How Influence Works
The core mechanics behind faction influence in the Background Simulation.
The 4 Influence Buckets
Every BGS action falls into one of four buckets. Each bucket contributes independently to a faction's influence. The buckets, ranked by impact per effort:
| Bucket | Slider | Impact | Source activities |
|---|---|---|---|
| Combat bounties | Security | Highest | Bounty hunting, resource sites, nav beacons, KWS |
| Exploration data | Economic | High | Universal Cartographics, Roads to Riches |
| Trade profits | Economic | High | High-demand trade loops, station-to-station |
| Missions | Varies | Moderate | Any mission with INF reward (max 5 Horizons, 4 Odyssey) |
Exploration data has no counter. Unlike trade or combat, there is no negative action that can undo exploration data. It's the only "pure positive" bucket.
Diminishing Returns
Each bucket follows a logarithmic curve. Your first contributions have the largest effect, and each additional contribution in the same bucket gives less and less. The curves taper off quickly.

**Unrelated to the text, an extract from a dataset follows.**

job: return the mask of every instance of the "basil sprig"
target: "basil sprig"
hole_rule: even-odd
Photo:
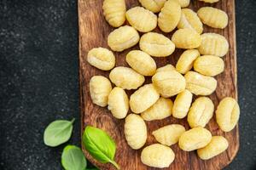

The approximate formulas (credit: Cmdr Taipandot):
| Bucket | Formula |
|---|---|
| Bounties | 1.33 × log2(bounty / 450,000) |
| Exploration | 0.5 × log2(value / 1,000,000) |
| Trade | 0.5 × log2(value / 100,000) |
| Missions | 0.5 × log2(mission_influence) |
These formulas give relative influence points, not direct percentage changes. The actual influence change also depends on population size (see below).
Population Scaling
Larger systems require more effort to shift the same amount of influence. The relationship is roughly:
Effect = max(0.025, (1 - log(Population) / 10.875)) × Effort
A 1 billion population system needs about 6x more effort than a 1,000 population system to achieve the same influence change.
What this means in practice:
- Small systems (<1M pop) are easy to move — a single operative can make a visible difference
- Medium systems (1M-25M) need consistent daily work from a few people
- Large systems (>25M) require coordinated team effort
- The maximum achievable daily influence shift is lower in large systems regardless of effort
Recommended Daily Contribution
Suggested effort per operative, per system, per day to get good results without burnout. Going beyond these amounts gives diminishing returns.
| Bucket | Small (<1M) Uncontested | Medium (1-25M) | Large (>25M) Contested |
|---|---|---|---|
| Combat bounties | 10 mCr | 20 mCr | 30 mCr |
| Exploration data | 5 mCr | 10 mCr | 15 mCr |
| Trade profits | 10 mCr | 20 mCr | 30 mCr |
| Missions INF | 15 INF | 25 INF | 50 INF |
These are guidelines, not hard limits. If you're in a contested system, you may need more. If uncontested, even less can maintain control.
Push & Pull (Yin-Yang Model)
Since influence adds to 100%, there are two ways to help your faction:
- Push (positive): Boost your faction with bounties, trade, exploration, missions
- Pull (negative): Reduce a competitor with murder, smuggling, unprofitable trade, failed missions
Doing both is significantly more effective than doing only positives. A good rule of thumb: pick one beneficiary faction and one victim faction per system.
Low influence factions steal disproportionately
Pushing a faction below ~10% influence has an outsized effect on the controlling faction. If you want to reduce a dominant faction, boosting several small factions a little each can be more effective than direct negative actions against the big faction. This is a useful force multiplier.
Defending high influence is harder
A faction at 60%+ influence is harder to push higher. Your defensive effort needs to be larger than an attacker's effort because they benefit from the low-influence boost effect. When defending, keep competitors low rather than just pushing yourself higher.
Influence mechanics derived from The Complete BGS Guide 2025 v3.0 by Cmdr Purrfect (CC BY-NC-SA 4.0), with testing by Cmdrs Cluster Fox and Taipandot.